RESEARCH DESIGN AND METHODS Participants (n = 201) were randomized to aerobic, resistance, or combined training for 9 months. HbA1c, waist circumference, total and trunk fat mass, appendicular fat mass, lean body mass, isokinetic leg muscle strength, peak O2 uptake, and estimated METs were assessed at baseline and follow-up. Change in HbA1c was evaluated across quartiles of change in body composition and fitness.

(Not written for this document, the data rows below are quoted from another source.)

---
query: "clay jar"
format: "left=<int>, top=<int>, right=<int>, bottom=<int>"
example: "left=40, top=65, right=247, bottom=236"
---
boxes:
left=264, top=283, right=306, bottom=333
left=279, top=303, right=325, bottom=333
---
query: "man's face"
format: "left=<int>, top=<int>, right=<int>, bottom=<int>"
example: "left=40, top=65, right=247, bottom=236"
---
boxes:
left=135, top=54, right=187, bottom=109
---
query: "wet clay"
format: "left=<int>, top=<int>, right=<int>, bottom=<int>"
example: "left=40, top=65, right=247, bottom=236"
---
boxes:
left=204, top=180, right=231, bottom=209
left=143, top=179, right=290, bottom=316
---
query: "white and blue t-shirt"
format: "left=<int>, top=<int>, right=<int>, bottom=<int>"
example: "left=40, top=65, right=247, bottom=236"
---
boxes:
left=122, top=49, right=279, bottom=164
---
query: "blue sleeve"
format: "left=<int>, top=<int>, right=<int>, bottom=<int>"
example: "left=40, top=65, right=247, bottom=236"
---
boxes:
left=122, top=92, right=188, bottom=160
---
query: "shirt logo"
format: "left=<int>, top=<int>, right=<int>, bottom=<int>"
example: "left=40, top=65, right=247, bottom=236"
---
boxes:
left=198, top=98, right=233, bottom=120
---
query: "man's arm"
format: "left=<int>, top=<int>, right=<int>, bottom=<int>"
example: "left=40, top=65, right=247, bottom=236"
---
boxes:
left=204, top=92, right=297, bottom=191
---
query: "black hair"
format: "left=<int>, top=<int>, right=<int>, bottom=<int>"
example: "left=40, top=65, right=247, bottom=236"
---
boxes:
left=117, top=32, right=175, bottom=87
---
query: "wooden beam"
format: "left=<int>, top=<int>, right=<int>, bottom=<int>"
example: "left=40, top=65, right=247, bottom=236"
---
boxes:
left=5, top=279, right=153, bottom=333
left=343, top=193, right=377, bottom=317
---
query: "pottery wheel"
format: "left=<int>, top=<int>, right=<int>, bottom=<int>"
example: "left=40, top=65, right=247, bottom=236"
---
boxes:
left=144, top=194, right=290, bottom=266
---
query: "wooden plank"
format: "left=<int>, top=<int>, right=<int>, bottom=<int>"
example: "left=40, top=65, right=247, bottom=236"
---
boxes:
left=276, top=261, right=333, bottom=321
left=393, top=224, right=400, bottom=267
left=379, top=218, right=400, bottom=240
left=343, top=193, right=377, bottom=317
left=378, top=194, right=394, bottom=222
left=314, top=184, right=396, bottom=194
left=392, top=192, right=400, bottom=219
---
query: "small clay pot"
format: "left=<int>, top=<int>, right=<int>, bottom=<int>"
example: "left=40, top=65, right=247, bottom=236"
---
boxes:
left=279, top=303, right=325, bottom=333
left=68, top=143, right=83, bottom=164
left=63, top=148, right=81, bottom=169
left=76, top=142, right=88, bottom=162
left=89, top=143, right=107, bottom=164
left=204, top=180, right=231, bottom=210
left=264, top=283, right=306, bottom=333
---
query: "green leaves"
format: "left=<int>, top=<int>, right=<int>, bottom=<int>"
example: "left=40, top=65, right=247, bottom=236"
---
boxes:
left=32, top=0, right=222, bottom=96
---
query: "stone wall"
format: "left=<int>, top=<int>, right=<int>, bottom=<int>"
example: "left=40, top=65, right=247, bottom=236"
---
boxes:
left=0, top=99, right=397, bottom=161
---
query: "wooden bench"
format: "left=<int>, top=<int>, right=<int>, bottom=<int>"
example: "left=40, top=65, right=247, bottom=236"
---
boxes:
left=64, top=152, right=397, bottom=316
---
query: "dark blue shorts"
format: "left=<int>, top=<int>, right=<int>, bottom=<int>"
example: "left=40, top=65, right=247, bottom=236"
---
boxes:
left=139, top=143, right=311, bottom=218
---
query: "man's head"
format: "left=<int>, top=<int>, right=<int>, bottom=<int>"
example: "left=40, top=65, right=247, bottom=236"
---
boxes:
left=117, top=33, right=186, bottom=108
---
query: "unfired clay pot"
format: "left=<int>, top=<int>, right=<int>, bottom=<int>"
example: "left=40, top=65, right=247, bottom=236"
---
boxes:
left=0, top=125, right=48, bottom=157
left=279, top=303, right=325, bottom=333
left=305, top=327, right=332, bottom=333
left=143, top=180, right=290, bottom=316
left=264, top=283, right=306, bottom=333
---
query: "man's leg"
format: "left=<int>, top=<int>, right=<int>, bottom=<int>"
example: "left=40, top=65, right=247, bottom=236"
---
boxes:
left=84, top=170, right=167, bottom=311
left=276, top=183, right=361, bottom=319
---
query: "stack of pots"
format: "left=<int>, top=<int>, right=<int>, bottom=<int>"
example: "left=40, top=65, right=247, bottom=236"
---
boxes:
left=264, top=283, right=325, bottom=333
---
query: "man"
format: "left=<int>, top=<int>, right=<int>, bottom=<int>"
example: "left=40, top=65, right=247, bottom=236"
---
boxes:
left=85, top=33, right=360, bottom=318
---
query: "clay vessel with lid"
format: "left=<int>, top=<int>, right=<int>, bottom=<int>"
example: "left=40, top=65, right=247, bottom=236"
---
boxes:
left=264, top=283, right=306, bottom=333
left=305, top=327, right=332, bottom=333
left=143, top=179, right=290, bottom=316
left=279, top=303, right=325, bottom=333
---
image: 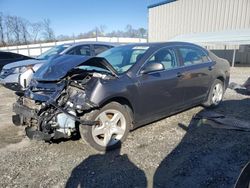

RESULTS Change in HbA1c was associated with changes in body weight (r = 0.13, P = 0.052), waist circumference (r = 0.17, P = 0.013), trunk fat mass (r = 0.19, P = 0.005), and estimated METs (r = −0.16, P = 0.023). There was a trend in change in HbA1c across quartiles of waist circumference (P = 0.011), trunk fat mass (P = 0.020), and estimated METs (P = 0.011). Participants with increased estimated METs and reduced trunk fat mass had greater odds of having reduced HbA1c after training (3.48, 1.46–8.31). Finally, participants with increased estimated METs and reduced waist circumference were 2.81 (1.13–6.98) times more likely to have reduced HbA1c and type 2 diabetes medication use than those without improved fitness and central adiposity.
CONCLUSIONS In patients with type 2 diabetes, a reduction in central adiposity and increase in fitness were the most prominent predictors of the change in HbA1c in response to exercise training.
Hemoglobin A1c (HbA1c) is the most widely used indicator of glucose control in individuals with type 2 diabetes, and exercise training is recommended along with standard care to improve glucose control and overall health status (1–5). Strong evidence from our data (6) and that of others (7,8) has established that a combination of aerobic and resistance training is effective in reducing HbA1c, whereas still others have reported that this combination is more effective than aerobic training or resistance training alone (7). However, only few studies specifically address what changes in cardiometabolic factors of exercise training (i.e., changes in cardiorespiratory fitness, muscle strength, body composition) are associated with improvement in HbA1c (9–12).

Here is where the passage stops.